Tearing pain radiating to the back with unequal arm pressures. Stanford A (ascending) is surgical; B (descending) is medical.

Sudden, severe, tearing or ripping pain radiating to the back or interscapular area. Risk factors: uncontrolled HTN, Marfan syndrome, bicuspid aortic valve, pregnancy, cocaine use. Exam: pulse differential > 20 mmHg between arms, new AR murmur (if ascending), neurologic deficits (if carotid or spinal involvement).

  1. CT angio chest/abdomen. Test of choice in stable patients.
  2. TEE. If unstable or contrast contraindicated.
  3. CXR. Widened mediastinum in 75%, not sensitive enough to rule out.
  4. D-dimer. Useful to rule out if low pretest probability. Elevated in nearly all dissections.

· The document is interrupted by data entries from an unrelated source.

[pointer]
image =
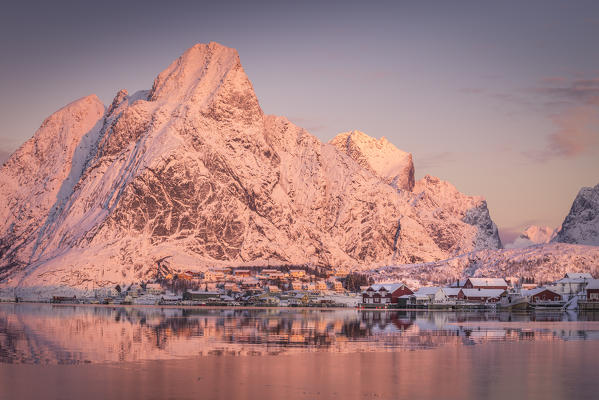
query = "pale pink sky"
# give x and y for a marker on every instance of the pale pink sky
(501, 99)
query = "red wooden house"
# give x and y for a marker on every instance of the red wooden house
(384, 293)
(485, 283)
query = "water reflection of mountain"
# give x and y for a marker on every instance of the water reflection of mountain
(43, 334)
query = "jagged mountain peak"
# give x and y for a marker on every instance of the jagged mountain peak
(193, 171)
(392, 165)
(581, 225)
(200, 74)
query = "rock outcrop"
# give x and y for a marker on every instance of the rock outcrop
(194, 172)
(581, 225)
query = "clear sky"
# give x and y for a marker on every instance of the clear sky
(501, 98)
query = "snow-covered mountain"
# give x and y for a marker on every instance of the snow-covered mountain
(532, 235)
(392, 165)
(581, 225)
(194, 172)
(542, 262)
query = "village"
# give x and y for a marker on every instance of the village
(312, 287)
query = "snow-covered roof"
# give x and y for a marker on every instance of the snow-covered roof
(573, 280)
(532, 292)
(451, 291)
(390, 287)
(483, 292)
(578, 275)
(593, 284)
(488, 281)
(427, 291)
(203, 292)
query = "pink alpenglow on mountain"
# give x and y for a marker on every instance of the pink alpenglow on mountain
(194, 173)
(381, 157)
(533, 235)
(581, 225)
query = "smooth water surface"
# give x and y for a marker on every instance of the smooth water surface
(86, 352)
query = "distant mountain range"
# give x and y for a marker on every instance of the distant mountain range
(194, 174)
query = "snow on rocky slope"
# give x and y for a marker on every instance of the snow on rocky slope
(543, 262)
(392, 165)
(192, 171)
(532, 235)
(581, 225)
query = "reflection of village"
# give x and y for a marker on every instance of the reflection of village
(37, 333)
(314, 287)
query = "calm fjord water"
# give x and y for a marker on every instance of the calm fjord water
(89, 352)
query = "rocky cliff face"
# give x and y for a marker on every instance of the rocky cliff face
(193, 171)
(581, 225)
(395, 167)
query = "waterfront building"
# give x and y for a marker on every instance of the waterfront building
(481, 295)
(485, 283)
(385, 293)
(541, 294)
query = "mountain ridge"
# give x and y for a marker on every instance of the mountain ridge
(194, 171)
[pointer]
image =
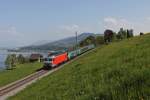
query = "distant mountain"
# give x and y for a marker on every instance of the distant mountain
(60, 44)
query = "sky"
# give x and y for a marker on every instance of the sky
(24, 22)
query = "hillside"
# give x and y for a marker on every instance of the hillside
(119, 71)
(60, 44)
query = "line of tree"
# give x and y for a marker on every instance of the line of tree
(109, 36)
(12, 60)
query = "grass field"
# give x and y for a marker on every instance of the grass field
(22, 70)
(119, 71)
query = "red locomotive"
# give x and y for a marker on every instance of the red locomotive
(55, 59)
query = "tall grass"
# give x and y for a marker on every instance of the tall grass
(21, 70)
(119, 71)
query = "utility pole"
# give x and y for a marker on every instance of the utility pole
(76, 41)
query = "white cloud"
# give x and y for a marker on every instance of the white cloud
(116, 23)
(10, 37)
(71, 28)
(148, 18)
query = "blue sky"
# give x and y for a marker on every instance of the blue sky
(23, 22)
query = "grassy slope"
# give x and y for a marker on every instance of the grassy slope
(117, 71)
(21, 71)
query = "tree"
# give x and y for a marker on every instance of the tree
(122, 34)
(99, 40)
(108, 35)
(129, 33)
(87, 41)
(11, 61)
(141, 33)
(21, 59)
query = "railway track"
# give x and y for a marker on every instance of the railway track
(15, 87)
(19, 83)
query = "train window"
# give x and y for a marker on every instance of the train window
(48, 59)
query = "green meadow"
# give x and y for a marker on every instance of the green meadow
(21, 70)
(118, 71)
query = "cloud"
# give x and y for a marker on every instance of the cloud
(9, 36)
(71, 28)
(116, 23)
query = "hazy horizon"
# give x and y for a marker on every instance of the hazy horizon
(25, 22)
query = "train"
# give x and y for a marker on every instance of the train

  1. BP and HR control first. IV beta-blocker (esmolol or labetalol) FIRST to reduce shear stress. Target HR < 60, systolic BP 100–120.
  2. Add vasodilator. After beta-blockade, add nitroprusside or nicardipine if BP still elevated. Never give vasodilator first, reflex tachycardia increases shear stress.

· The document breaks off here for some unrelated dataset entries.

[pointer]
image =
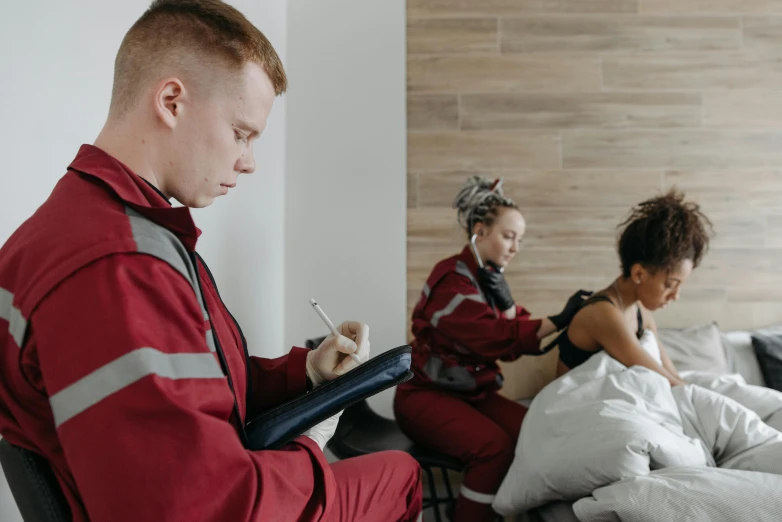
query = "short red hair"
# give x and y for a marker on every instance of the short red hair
(203, 39)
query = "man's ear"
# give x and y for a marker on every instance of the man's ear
(169, 99)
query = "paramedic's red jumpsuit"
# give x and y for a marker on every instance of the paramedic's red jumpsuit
(109, 369)
(452, 403)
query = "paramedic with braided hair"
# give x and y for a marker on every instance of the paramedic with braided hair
(465, 320)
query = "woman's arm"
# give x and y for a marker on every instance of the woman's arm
(546, 328)
(650, 323)
(607, 326)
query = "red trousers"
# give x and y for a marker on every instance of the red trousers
(378, 487)
(482, 434)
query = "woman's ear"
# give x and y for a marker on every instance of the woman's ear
(638, 274)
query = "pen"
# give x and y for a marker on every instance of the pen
(328, 322)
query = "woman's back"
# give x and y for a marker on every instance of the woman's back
(580, 340)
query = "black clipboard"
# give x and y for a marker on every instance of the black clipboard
(280, 425)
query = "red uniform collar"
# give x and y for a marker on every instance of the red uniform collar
(135, 192)
(467, 257)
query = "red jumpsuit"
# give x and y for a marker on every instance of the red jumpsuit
(452, 403)
(120, 364)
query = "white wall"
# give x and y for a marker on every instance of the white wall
(345, 213)
(242, 238)
(55, 87)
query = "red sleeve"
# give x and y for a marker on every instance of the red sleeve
(142, 408)
(275, 381)
(459, 311)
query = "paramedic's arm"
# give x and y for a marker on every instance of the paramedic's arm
(459, 311)
(142, 409)
(606, 324)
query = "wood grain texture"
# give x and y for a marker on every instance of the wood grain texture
(502, 73)
(711, 6)
(589, 110)
(451, 35)
(619, 33)
(586, 108)
(744, 108)
(423, 8)
(432, 111)
(483, 150)
(692, 71)
(674, 148)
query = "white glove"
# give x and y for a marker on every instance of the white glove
(322, 433)
(330, 360)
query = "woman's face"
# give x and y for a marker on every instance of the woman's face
(658, 288)
(499, 243)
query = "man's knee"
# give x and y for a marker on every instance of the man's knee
(499, 447)
(404, 463)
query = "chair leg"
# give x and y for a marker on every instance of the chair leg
(433, 493)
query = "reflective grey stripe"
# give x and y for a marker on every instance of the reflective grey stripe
(480, 498)
(17, 325)
(462, 269)
(210, 340)
(456, 301)
(157, 241)
(124, 371)
(453, 378)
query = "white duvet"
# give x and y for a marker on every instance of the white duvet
(605, 432)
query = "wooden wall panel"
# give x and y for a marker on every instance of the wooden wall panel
(585, 108)
(590, 110)
(502, 73)
(619, 33)
(423, 8)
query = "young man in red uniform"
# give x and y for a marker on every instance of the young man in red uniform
(464, 322)
(119, 363)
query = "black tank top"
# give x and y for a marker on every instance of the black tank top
(570, 354)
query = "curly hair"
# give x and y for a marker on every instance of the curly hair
(478, 201)
(662, 232)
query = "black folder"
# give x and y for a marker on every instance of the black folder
(280, 425)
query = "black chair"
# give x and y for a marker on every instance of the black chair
(361, 431)
(33, 485)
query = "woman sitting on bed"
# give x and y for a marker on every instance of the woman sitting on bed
(663, 240)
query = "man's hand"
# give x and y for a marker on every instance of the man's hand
(322, 433)
(330, 360)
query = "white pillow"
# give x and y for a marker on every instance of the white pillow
(695, 494)
(697, 348)
(741, 356)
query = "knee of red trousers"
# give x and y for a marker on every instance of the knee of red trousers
(486, 470)
(410, 470)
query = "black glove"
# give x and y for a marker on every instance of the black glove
(493, 283)
(572, 307)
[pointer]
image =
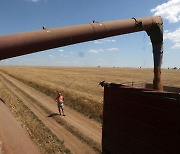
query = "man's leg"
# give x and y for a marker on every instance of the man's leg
(62, 111)
(59, 110)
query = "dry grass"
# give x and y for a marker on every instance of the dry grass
(39, 133)
(80, 85)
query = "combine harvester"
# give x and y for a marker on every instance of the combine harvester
(135, 120)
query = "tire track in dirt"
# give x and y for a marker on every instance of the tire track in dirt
(13, 139)
(88, 127)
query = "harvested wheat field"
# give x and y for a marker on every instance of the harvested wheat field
(31, 90)
(80, 85)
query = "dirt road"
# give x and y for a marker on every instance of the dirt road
(86, 126)
(12, 136)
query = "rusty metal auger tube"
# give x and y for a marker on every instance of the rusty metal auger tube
(29, 42)
(156, 36)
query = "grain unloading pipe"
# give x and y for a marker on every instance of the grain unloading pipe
(29, 42)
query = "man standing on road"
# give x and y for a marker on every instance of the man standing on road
(60, 100)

  3. Pain control. IV opioids.
  4. Stanford A (ascending). Surgical emergency. Mortality 1–2% per hour untreated.
  5. Stanford B (descending only). Medical management unless complications (rupture, malperfusion, refractory pain, progression).
Pearl
Painless dissection in a young patient is Marfan until proven otherwise.
Pearl
Pulse deficit + hypertension + chest or back pain means CT angio stat. Do not anticoagulate, do not thrombolyze, you will kill them if it's a dissection masquerading as ACS.
Pearl
New aortic regurgitation after chest pain means ascending dissection propagating into the aortic valve. OR now.
Exam-style stem
A 60-year-old man with poorly controlled HTN presents with sudden tearing chest pain radiating to his back. BP right arm 180/100, left arm 140/80. New diastolic murmur.
Answer › Ascending aortic dissection (Stanford A) with AR. IV esmolol first to HR < 60, then nitroprusside. CT angio. Emergent surgical consult.